The defendant next contends that chapter 16 of the 1933 Session Laws, and chapter 185 of the 1933 Session Laws, relative to the placement of judicial candidates on the primary ballots are in such irreconcilable conflict as to invalidate said chapter 16. Chapter 16 provides for the nonpartisan nomination of candidates for justices of the supreme court and district judges and also provides that the ballots in the primary election for such officers shall be separate from the respective party primary ballot and shall be printed on paper of a different color and that the judicial nominating ballots shall be deposited in separate ballot boxes from the ballots for partisan candidates. Chapter 185 is an act amending the general primary law enacted by the 1931 session of the legislature, being chap. 6, I. C. A. In it provision is made for filing with the proper officer declaration of candidates for nonpolitical offices. It also contains provisions for the placing of the names of candidates for nonpolitical offices upon the general primary ballot at the top of the first column on the ballot of each political party. Neither chapter 16 nor chapter 185 contains an emergency declaration and therefore both went into effect at the same time. Chapter 185, however, was approved after chapter 16 was approved by the Governor. If nonpartisan and nonpolitical are synonymous terms, it is evident that chapter 16 is in irreconcilable conflict with those provisions of chapter 185 which provide for the nomination of nonpolitical candidates in so far as the nomination of the judicial officers named in chapter 16 are concerned. It would appear that the conflict is partial and not entire since the provisions of chapter 185 for nomination of nonpolitical candidates would probably be effective in case the legislature shall hereafter declare other offices to be nonpolitical.

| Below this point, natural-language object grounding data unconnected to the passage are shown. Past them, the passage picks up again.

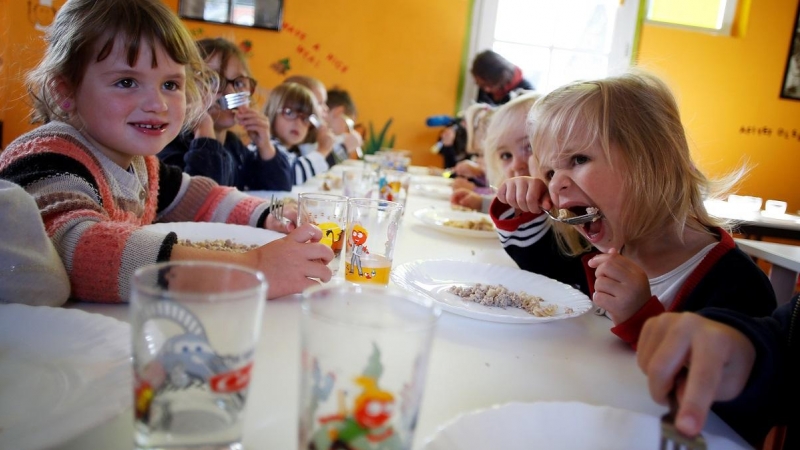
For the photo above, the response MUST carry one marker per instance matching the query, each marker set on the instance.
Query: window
(708, 15)
(555, 42)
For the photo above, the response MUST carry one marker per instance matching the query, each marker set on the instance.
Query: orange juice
(374, 270)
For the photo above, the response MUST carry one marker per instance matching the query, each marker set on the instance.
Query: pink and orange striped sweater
(94, 210)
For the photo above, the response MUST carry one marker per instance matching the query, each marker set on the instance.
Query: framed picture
(266, 14)
(791, 77)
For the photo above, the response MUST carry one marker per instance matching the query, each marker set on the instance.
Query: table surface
(784, 255)
(473, 364)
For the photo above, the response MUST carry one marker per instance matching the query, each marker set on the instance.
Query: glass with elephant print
(194, 327)
(329, 213)
(372, 227)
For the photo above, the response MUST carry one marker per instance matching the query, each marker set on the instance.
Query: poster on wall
(266, 14)
(791, 77)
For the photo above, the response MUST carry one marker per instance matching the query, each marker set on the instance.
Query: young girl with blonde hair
(118, 81)
(617, 146)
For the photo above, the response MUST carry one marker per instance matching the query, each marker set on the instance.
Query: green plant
(376, 142)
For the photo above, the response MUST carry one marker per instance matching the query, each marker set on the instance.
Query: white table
(474, 364)
(785, 260)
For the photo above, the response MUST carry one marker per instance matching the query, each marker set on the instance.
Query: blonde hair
(638, 115)
(506, 118)
(81, 25)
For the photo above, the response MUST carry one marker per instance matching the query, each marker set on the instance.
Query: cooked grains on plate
(500, 296)
(218, 244)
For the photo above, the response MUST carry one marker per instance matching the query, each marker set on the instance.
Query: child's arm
(288, 263)
(621, 287)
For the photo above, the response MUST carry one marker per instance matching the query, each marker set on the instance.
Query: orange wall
(727, 85)
(399, 60)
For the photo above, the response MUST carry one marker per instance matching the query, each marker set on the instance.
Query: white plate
(207, 231)
(62, 372)
(555, 425)
(440, 191)
(433, 278)
(435, 218)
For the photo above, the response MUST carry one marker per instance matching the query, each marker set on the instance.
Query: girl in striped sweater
(119, 80)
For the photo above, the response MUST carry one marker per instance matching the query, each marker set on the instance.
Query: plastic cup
(372, 227)
(364, 357)
(329, 213)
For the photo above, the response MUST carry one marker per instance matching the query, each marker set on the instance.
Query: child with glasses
(118, 81)
(292, 111)
(212, 149)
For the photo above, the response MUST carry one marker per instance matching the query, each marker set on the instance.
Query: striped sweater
(94, 210)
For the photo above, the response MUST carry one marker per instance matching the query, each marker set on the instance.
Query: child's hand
(289, 212)
(467, 199)
(289, 263)
(526, 194)
(719, 359)
(463, 183)
(621, 287)
(257, 126)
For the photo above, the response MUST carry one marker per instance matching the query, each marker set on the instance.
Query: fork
(276, 210)
(671, 438)
(577, 220)
(235, 100)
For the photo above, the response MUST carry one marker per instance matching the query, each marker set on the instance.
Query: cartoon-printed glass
(194, 327)
(372, 227)
(364, 358)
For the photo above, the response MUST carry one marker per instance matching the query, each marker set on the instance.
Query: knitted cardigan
(725, 278)
(94, 210)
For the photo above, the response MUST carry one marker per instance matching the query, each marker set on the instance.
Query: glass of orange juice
(372, 227)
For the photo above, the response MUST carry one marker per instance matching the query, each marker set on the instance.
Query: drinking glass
(372, 227)
(194, 328)
(329, 213)
(364, 357)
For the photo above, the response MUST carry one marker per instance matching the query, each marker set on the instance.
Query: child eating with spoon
(617, 145)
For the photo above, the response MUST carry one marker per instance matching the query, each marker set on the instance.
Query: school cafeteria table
(474, 364)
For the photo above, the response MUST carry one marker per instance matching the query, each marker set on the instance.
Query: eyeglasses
(291, 114)
(240, 84)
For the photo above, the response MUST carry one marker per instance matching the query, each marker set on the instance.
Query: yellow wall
(729, 90)
(399, 60)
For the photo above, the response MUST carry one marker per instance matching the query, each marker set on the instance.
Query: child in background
(290, 109)
(118, 81)
(212, 149)
(617, 145)
(341, 119)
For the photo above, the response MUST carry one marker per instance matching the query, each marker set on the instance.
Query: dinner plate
(62, 372)
(436, 218)
(433, 278)
(440, 191)
(209, 231)
(555, 425)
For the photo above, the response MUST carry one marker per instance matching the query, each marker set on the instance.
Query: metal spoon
(577, 220)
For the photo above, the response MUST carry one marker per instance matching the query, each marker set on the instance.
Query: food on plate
(499, 295)
(482, 224)
(218, 244)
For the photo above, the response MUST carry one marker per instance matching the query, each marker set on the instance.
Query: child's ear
(63, 94)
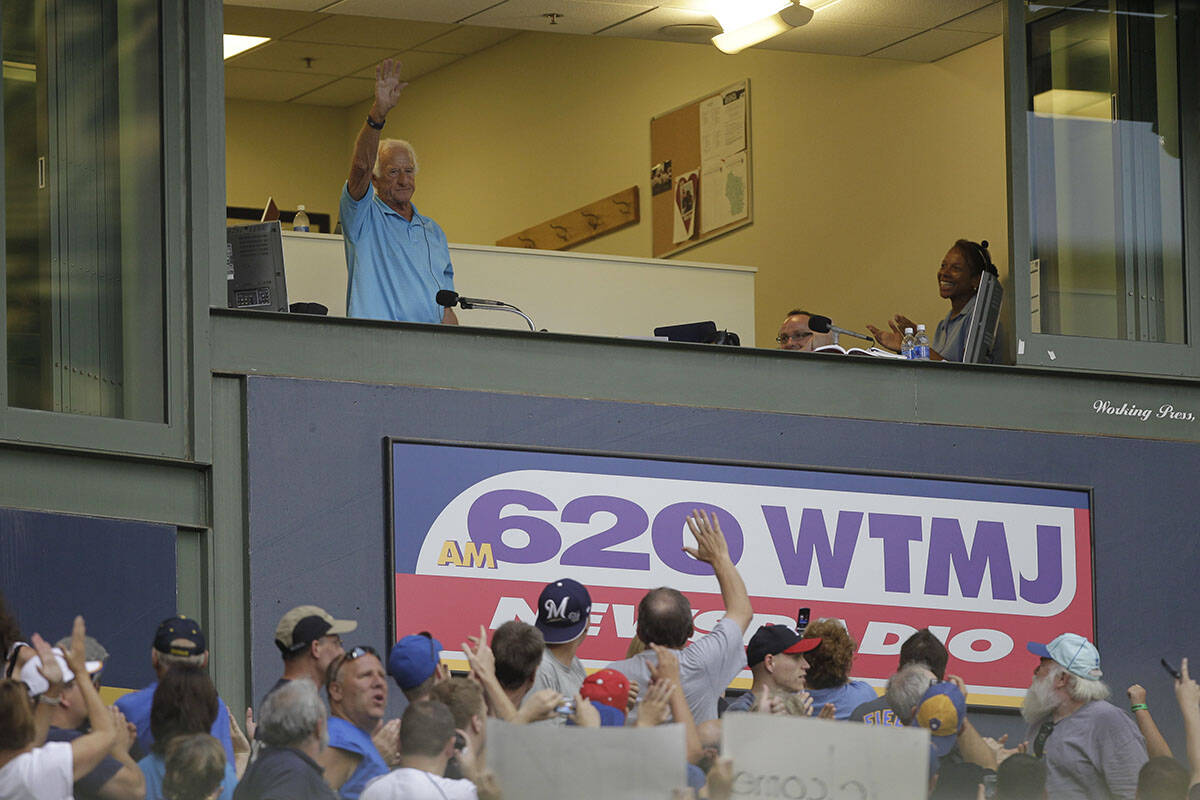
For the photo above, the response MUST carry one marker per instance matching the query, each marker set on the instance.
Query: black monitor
(983, 320)
(255, 268)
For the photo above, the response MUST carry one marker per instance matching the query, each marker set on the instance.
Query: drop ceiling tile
(465, 40)
(651, 24)
(933, 44)
(838, 38)
(264, 22)
(285, 5)
(268, 85)
(393, 35)
(340, 94)
(327, 59)
(435, 11)
(414, 64)
(577, 17)
(989, 19)
(901, 13)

When statutes are necessarily inconsistent the statute which deals with the common subject matter in a more minute and particular way will prevail over a statute of a more general nature. ( Peavy v. McCombs, 26 Idaho 143, 140 P. 965.) In other words, a statute dealing expressly with the nomination of certain judicial officers will prevail over the provisions of a general nominating statute which deals generally with nonpolitical offices.

Finally the defendant contends that in view of the provisions of sections 33-639 and 33-640, I. C. A., providing for the nomination and certification of judicial candidates nominated at conventions, chapter 16 of the 1933 Session Laws is invalid as an infringement of the right of suffrage. The two sections above referred to provide that conventions of electors or delegates representing a political party or principle, but not constituting a political party, as defined by the act, may nominate candidates for the various state and county offices and provides that such nominations may appear on the ballot at the general election. If chapter 16 is valid candidates for the judicial positions therein indicated could not be nominated at a nominating convention because chapter 16 provides the exclusive method of making such nominations. It is sufficient to say that such conventions do not have any greater rights than political parties. As noted above, the right of suffrage is not impaired.

The alternative writ is ordered made peremptory.

Justice Morgan, deeming himself disqualified, did not sit with the court nor participate in the opinion. District Judge Rice sat with the court and acted in his stead.